Fucktoys tells the story of AP, played by Sriram, a woman on the fringes of society. That’s a bad place to be, considering she lives in Trashtown, a hellscape that rivals the Tromaville created by writer/director Macon Blair in his remake of The Toxic Avenger. When one of her teeth suddenly falls out of her head, AP consults her friendly local psychic for answers. This soothsayer tells AP that a black magic curse has been placed on her, and AP will need to sacrifice a goat and, of course, pay the psychic a thousand bucks to get the curse lifted. We spend the rest of the movie observing AP’s efforts to scrape together the scratch for the ritual, before it’s too late.
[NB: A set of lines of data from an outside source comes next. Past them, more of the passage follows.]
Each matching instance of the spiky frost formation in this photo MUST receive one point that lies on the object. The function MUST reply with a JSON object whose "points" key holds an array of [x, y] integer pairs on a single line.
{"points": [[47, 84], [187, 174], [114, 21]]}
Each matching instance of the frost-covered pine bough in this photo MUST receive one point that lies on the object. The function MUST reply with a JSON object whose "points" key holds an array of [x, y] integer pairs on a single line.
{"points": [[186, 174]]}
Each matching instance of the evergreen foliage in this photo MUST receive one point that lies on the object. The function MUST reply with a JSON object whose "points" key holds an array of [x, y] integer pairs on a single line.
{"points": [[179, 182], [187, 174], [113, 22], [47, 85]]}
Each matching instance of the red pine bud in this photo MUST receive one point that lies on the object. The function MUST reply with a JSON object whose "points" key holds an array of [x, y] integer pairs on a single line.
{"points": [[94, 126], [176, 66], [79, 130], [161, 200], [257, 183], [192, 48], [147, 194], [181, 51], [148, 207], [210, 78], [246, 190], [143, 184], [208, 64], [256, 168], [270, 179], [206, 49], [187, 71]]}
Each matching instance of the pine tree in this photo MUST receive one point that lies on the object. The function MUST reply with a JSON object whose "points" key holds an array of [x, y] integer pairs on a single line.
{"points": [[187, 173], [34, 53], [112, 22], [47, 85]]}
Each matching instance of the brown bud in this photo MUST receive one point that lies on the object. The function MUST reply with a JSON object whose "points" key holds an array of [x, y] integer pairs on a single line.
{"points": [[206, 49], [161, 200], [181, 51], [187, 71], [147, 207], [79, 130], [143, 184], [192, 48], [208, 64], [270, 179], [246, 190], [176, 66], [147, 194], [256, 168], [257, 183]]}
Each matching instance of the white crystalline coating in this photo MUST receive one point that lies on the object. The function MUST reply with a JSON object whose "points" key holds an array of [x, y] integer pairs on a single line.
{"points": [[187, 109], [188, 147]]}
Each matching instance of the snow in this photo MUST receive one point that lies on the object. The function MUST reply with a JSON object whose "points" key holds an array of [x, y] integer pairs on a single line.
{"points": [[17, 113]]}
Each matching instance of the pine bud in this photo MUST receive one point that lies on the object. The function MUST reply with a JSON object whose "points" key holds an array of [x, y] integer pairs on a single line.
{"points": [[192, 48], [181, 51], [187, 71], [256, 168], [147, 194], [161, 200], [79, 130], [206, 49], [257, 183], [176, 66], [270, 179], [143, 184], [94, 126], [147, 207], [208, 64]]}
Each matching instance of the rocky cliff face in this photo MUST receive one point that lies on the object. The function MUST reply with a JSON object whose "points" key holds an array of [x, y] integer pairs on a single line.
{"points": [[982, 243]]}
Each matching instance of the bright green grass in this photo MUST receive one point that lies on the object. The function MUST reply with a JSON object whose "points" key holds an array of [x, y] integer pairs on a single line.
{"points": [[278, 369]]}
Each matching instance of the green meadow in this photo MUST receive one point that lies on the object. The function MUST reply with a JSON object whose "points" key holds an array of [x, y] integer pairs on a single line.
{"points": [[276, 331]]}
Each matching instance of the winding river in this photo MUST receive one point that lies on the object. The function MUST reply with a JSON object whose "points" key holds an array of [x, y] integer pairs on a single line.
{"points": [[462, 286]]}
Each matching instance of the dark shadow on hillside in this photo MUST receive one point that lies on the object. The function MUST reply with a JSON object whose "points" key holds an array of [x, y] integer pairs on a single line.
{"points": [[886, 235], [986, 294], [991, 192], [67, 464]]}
The Tarot Woman, as she’s listed in the credits, is played with over-the-top glee by an actor known as Big Freedia. She understood, like everyone else in the movie, Sriram’s assignment. Fucktoys revels in graphic sex and violence, all through a gleefully queer camp aesthetic. One (improbably) touching scene takes place as a john receives his fondest wish of being urinated upon.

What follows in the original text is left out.